Tuesday, June 28, 2011

Making the US "Fiscally Responsible"

There are such wonderful stories coming out the US about Republican govenors making "the hard decisions" to stop the gravy train for all those greed civil servants and people with state-sponsored benefits. Here's an example of the brave Indiana governor Mitch Daniels "holding the line" on waste. Here are bits from an article in the LA Times:
Louise Cohoon was at home when her 80-year-old mother called in a panic from Terre Haute: The $97 monthly Medicaid payment she relied on to supplement her $600-a-month income had been cut without warning by a private company that had taken over the state's welfare system.

Later, the state explained why: She failed to call into an eligibility hot line on a day in 2008 when she was hospitalized for congestive heart failure.

...

Cohoon's mother, now suffering from Alzheimer's disease, was one of thousands of Indiana residents who abruptly and erroneously lost their welfare, Medicaid or food stamp benefits after Republican Gov. Mitch Daniels privatized the state's public assistance program — the result of an efficiency plan that went awry from the very beginning, the state now admits.

Though the $1.37-billion project proved disastrous for many of the state's poor, elderly and disabled, it was a financial bonanza for a handful of firms with ties to Daniels and his political allies, which landed state contracts worth millions.

The disparate effects underscore the risks of handing control over public services to the private sector. Whether the approach will ultimately improve services and save money remains a matter of fierce debate in Indiana. But the state's experience shows that without adequate safeguards, privatization can compound the very problems it is designed to correct: bureaucratic burdens, perceptions of influence-peddling and a lack of competition.
There is more, read the whole article.

Obviously Louise Cohoon, nor her now Alzheimer-suffering mother, understand the urgency for providing yet more tax cuts for billionaires and millionaires so that they will "kick start" the economy for the umpteenth time, a promise that keeps being repeated by the political right as they give away more and more wealth to the ultra-rich while whittling away at what little the bottom 90% get from government.

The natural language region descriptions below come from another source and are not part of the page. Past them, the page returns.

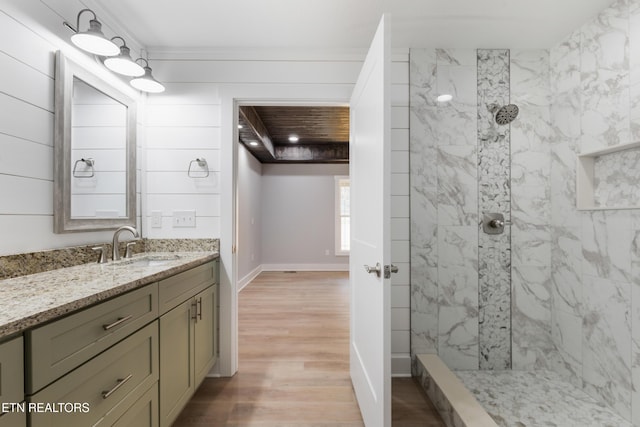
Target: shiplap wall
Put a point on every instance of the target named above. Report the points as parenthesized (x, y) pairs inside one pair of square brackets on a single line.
[(30, 33), (186, 119)]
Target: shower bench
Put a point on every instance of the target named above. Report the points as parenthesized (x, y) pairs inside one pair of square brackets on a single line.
[(509, 398)]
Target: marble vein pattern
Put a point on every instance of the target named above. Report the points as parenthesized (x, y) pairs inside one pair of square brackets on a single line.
[(537, 399), (607, 342), (458, 296), (634, 65), (494, 194), (38, 298), (606, 245), (423, 201), (605, 78), (635, 318), (617, 179)]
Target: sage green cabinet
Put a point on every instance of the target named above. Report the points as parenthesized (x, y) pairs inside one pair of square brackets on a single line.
[(143, 413), (188, 339), (205, 330), (60, 346), (12, 381), (13, 419), (188, 351), (111, 383)]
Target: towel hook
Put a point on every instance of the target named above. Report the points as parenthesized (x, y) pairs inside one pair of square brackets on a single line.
[(202, 162), (89, 167)]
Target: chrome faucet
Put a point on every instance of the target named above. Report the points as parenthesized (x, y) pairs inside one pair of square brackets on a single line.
[(116, 250)]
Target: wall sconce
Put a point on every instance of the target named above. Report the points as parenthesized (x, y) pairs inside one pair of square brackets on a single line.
[(92, 40), (123, 64), (118, 57), (147, 83)]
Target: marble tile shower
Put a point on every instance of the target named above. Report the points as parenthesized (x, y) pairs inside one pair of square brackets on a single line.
[(463, 164), (494, 189)]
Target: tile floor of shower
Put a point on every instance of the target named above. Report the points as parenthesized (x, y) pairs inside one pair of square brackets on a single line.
[(511, 398)]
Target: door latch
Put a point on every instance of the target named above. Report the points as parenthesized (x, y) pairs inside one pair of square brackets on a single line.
[(388, 269), (373, 270)]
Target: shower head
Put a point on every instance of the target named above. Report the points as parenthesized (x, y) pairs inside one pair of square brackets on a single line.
[(505, 114)]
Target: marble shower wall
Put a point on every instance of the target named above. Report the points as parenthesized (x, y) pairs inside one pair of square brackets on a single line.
[(595, 271), (444, 206), (532, 343), (462, 165), (494, 189)]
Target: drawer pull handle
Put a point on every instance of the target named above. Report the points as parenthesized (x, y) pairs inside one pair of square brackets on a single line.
[(117, 322), (194, 307), (121, 381)]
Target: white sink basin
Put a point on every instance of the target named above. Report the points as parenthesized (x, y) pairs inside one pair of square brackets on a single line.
[(150, 260)]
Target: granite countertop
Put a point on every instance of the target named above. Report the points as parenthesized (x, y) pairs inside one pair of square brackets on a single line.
[(27, 301)]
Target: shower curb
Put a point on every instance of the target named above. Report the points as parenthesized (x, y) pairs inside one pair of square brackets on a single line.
[(456, 405)]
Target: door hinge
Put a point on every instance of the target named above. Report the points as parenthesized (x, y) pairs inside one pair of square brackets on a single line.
[(388, 269)]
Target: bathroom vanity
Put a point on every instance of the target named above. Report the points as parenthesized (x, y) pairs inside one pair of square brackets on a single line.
[(119, 344)]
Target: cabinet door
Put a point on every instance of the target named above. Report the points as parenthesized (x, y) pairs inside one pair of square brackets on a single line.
[(205, 333), (176, 361), (11, 371), (13, 419), (143, 413)]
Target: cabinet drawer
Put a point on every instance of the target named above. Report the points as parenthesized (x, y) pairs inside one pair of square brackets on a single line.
[(11, 371), (143, 413), (115, 379), (179, 288), (59, 347), (14, 419)]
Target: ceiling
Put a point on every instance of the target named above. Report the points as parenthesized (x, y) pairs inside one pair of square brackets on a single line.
[(348, 24), (323, 133)]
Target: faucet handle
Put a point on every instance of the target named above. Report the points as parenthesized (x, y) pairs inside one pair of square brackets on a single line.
[(102, 253), (128, 249)]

It is funny how the LA Times doesn't understand that handing over government programs to "entrepreneurs" is exactly what has "kick-started" the strong economic recovery which Americans can see all around them. Just look at those foreclosed homes, the laid off public service workers, etc. These are all signs of a super-charged economy leaping ahead providing millions of jobs and giving people mind-boggling salary increases as wealth flows from "trickle-down" economics.

It is typical that the "little people" simply don't understand the logic of helping the ultra-rich to get even richer so that they will let crumbs fall from their table. Obviously the "little people" have little brains and don't understand the sage wisdom of Republican economic policy. And they are a-historical. They can't look back and realize that Republican presidents delivered the bacon by making the "little people" phenomenally wealthy while cutting the public debt. Everybody knows that the Clinton years were the years of desperation where unemployment ran out of control, wages fell, and the federal government built up trillions in debt. It was only with Reagan and the two Bushes that the economy soared, people were so wealthy they bought 2 and 3 houses, and the federal debt simply disappeared like a puddle on hot pavement in the midst of a summer day. Right? What? Don't bother me with facts. I know my right wing ideology, and it tells me all the previous is true. I can't be bothered if historians claim the opposite. They are obviously the stooges of the liberal elites who are running the country into the ground, unlike the Republicans who have made the US wealthier, more powerful, more industrialized, better educated, and surfeited with budget surpluses "as far as the eye can see"!